MARÍA, MÍSTICA, PROFETA Y CREADORA
Paula DepalmaHoy se celebra, para iniciar un nuevo año, la fiesta de María, con el título de Madre de Dios. Está claro que este título encierra gran parte del misterio cristológico de un Dios hecho hombre. ¿Como se inserta esta mujer concreta del siglo primero en esta conjunción de historia y acontecimientos trascendentes que conjugan lo divino con lo humano y creatural? La apertura a la trascendencia, en el relato de Lucas, aparecería en un primer momento con el sí de María ofrecido ante el anuncio de una maternidad llena de gracia (Lc 1,26-45). Esta apertura inicial se concreta en el nacimiento de este niño en la familia de Belén (Lc 2,16-21), y se abre a más invitados, en este caso los pastores que se convierten en “evangelizadores”, es decir personas que “corren”, anuncian lo que ven y que, quienes los oyen, quedan admirados.
La figura de María, en este relato lucano, en contraste con los pastores, ni corre, ni anuncia. (Ya había corrido antes a visitar a su prima y a celebrar con ella las promesas de Dios). Como contrapunto a los pastores, se la presenta como quien recibe, acepta, acoge, guarda, medita… lo más hondo de la realidad. Reconoce lo divino en medio de lo humano y descubre la trascendencia en medio de una familia, dilatando su corazón ante la realidad que se le presenta. Podríamos decir que tiene una mirada mística sobre la realidad: entiende, percibe, destraba el tiempo, expande… Hasta que emprenderá, junto a su marido, una acción: dará el nombre de Jesús al niño, obedeciendo las indicaciones que había recibido. En general, los niños del entorno judío de esa época recibían el nombre del padre o de algún familiar cercano. El nombre de Jesús es un nombre especial y significativo, que le es dado -según este relato- en el rito judío de la circuncisión. Con este rito se abre y se señala la misión de este niño: “Dios salva”.
De esta manera, esta mujer concreta descubre y desatasca los designios salvíficos de Dios sobre la creación dando al niño el nombre con contenido salvífico. Ya lo había expresado esta acción salvífica de manera profética -según el relato previo de Lucas del Magníficat (Lc 1,46-55). Ahora lo confirma en el rito de iniciación de Jesús, dándole el nombre que le corresponde. Maria, según la presenta el evangelista, acompañará luego a Jesús a lo largo de toda su vida e incluso en su muerte y estará presente en Pentecostés junto a otras mujeres (Hch 2,1-13). Ser la madre de Dios implica en toda regla para estos textos ser mística y seguidora de Jesús, ser discípula y guía de otros, permanecer reunida con los apóstoles en espera del Espíritu y ser protagonista y creadora de comunidades creyentes.

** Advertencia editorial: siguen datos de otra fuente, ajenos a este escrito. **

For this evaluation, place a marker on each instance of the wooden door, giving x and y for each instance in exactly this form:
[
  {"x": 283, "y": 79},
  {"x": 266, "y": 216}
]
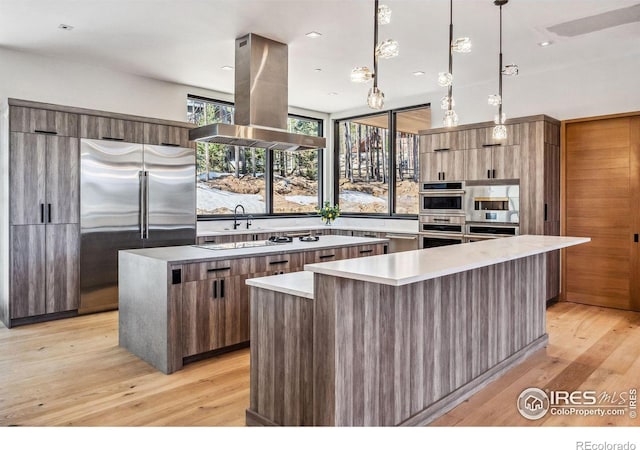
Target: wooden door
[
  {"x": 27, "y": 178},
  {"x": 63, "y": 180},
  {"x": 601, "y": 204},
  {"x": 429, "y": 167},
  {"x": 478, "y": 164},
  {"x": 506, "y": 162},
  {"x": 202, "y": 317},
  {"x": 27, "y": 271},
  {"x": 62, "y": 267},
  {"x": 235, "y": 293},
  {"x": 452, "y": 165}
]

Si, como dice el Eclesiastés, hay un tiempo para cada cosa y que cada cosa tiene un tiempo (cf. Ecl 3), para María hubo un tiempo para meditar, un tiempo para proteger y cuidar, un tiempo de andar, un tiempo de consolar y un tiempo de festejar, un tiempo de convivir y un tiempo de crear. La Madre de Dios construyó así la historia abriendo caminos y acompañando a quien nombró con el nombre que bien representaba aquello que descubrió meditando en el fondo de la realidad y construyendo una comunidad llena del Espíritu. No era posible ser la Madre de Dios sin que su experiencia contemplativa se transformara en profética y sin que sus palabras (y su canto) fueran creadoras de las comunidades crecientes.